Most things are wrong (and it doesn’t matter) January 13, 2012 at 5:40 pm
For my sins, perhaps in a past life, I used to manage a model verification group. We looked at derivatives pricing models and checked their accuracy. Many of the ones we looked at were somewhat wrong, and some of these we passed anyway. Why?
- A model is only designed to be used with a domain of applicability. Provided that their are controls in place to make sure it is not used outside that domain, it doesn’t matter that it is wrong there.
- Moreover all models are a simplifications. They will always break if you stress them enough.
- Time to market sometimes beats correctness. Being first, even with a slightly wrong model, is sometimes better than being seventh with a more correct one.

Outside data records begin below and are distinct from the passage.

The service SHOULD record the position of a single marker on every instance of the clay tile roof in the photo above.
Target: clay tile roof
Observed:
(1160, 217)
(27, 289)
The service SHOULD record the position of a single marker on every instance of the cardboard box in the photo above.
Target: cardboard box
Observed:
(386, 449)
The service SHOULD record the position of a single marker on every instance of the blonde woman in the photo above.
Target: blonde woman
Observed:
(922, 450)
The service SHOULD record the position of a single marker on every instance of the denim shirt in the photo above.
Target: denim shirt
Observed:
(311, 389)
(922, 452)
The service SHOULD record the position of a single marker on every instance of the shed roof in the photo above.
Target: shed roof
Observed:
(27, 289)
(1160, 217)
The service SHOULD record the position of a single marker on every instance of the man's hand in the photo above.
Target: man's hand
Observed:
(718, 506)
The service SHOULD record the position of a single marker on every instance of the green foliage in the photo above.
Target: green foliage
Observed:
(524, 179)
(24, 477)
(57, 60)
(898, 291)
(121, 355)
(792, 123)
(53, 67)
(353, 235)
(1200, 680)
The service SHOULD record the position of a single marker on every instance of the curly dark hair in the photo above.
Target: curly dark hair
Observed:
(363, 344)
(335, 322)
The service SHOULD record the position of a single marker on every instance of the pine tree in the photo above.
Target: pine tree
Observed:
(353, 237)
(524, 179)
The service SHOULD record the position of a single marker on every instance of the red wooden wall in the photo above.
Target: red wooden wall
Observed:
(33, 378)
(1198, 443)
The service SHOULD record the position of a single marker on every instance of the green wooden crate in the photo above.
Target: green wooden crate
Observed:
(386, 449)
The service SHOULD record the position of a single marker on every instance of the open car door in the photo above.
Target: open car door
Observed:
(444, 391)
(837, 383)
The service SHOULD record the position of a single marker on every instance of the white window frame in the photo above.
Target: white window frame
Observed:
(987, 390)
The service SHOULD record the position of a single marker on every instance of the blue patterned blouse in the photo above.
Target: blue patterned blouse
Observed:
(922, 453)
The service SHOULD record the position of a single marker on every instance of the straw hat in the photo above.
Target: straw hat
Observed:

In other words, modelling is like crossing a river on lily pads. It isn’t a question of whether things are secure – you know that they are not – it is a question of having sufficiently good judgement that you avoid taking a bath.
It does not surprise me, then, to learn that many research results may be false. People doing complicated things make mistakes, even without bias. Having open data (so that others can build their own model) and open models (so that they can see where yours breaks) helps, but mistakes are still going to slip through. Science, like finance, isn’t ‘correct’; the best it can aim for is ‘not obviously false’, and it might not hit that bar some of the time.
Indeed, ‘correctness’ is a really unhelpful idea in most modelling. Few models are absolutely correct, and certainly very few interesting ones. ‘Close enough, enough of the time’ is much more apposite, and ‘open enough that you can figure that out’ is a good way of helping to get there.